Section 1064(a) of the Lanham Act allows a party to seek cancellation of a registered mark on certain grounds during the first five years following the issuance of the registration. On appeal, CWL did not contest that laches precludes its trade mark infringement claim but argued that, because it filed the cancellation action before Pinkette’s registration had become incontestable, laches was not available as a defence to the cancellation claim. In effect, CWL’s position was that even if prejudicial delay precluded it from enforcing its trade mark rights against a junior user of a mark, it still had the ability to have such junior user’s trade mark registration cancelled.

The Ninth Circuit did not agree that this was the appropriate result. In reviewing whether laches was an available defence, the Court noted that Section 1064 of the Lanham Act “is not a statute of limitations in the usual sense of barring an action entirely once a defined period expires.”  Rather, “incontestability merely limits the grounds on which a party may seek cancellation of a registration.”
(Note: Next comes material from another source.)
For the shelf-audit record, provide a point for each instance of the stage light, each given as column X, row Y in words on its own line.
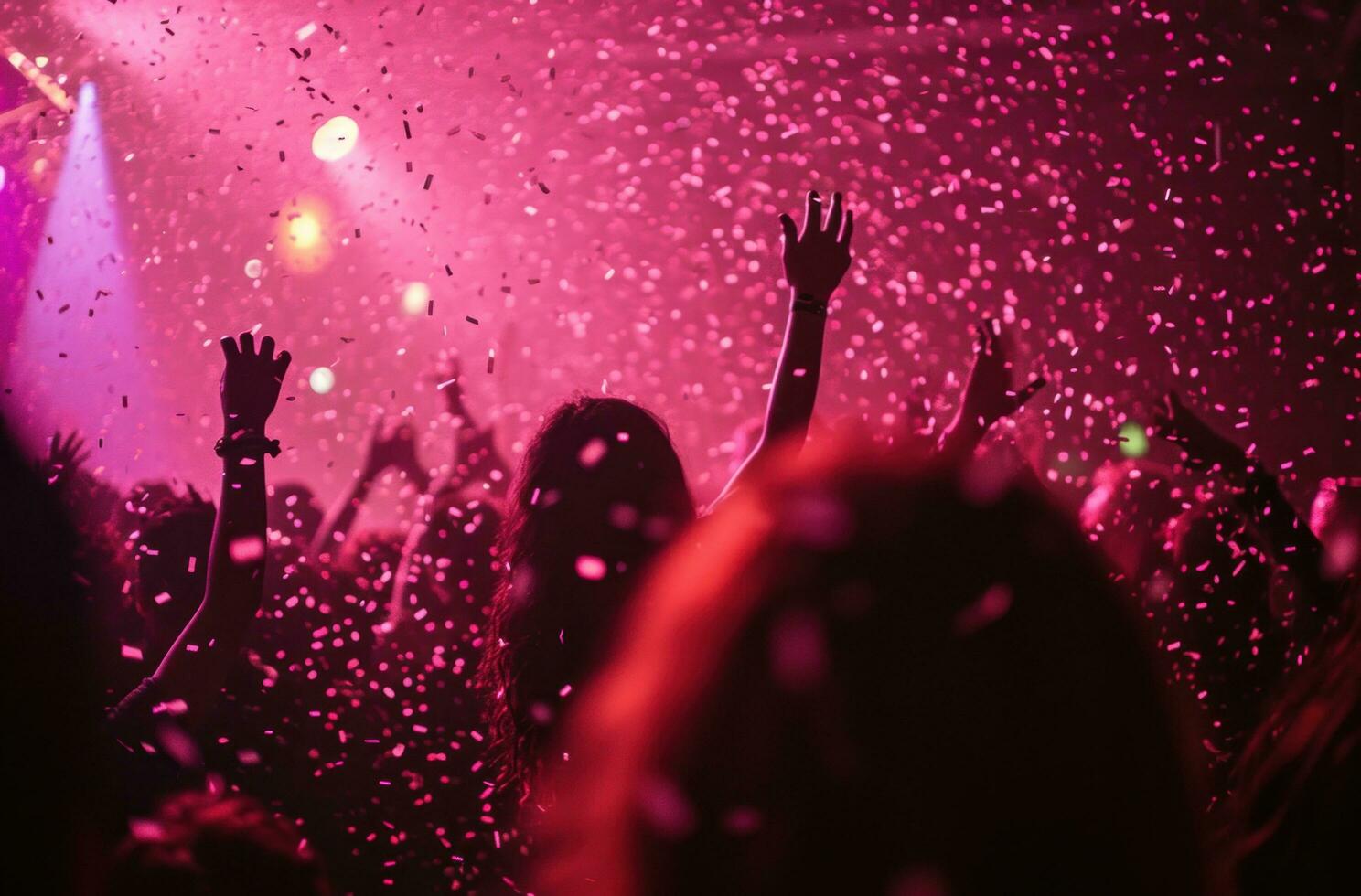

Having found that laches was an available defence, the Ninth Circuit turned to whether the laches defence applied to the case at hand. Since the Lanham Act has no statute of limitations, the Court looked to whether the most analogous state statute of limitation had expired. Here, the most analogous state statute of limitations was California’s four year statute of limitations for trade mark infringement which runs from the time the plaintiff knew or should have known about its potential cause of action. Since CWL had constructive notice of its claims when Pinkette’s registration issued, laches was deemed to apply.

This decision is instructive because it indicates that, under certain circumstances, a cancellation action might not be available to a senior user of a mark even if the marks are found to be confusingly similar and the registered mark is not yet incontestable.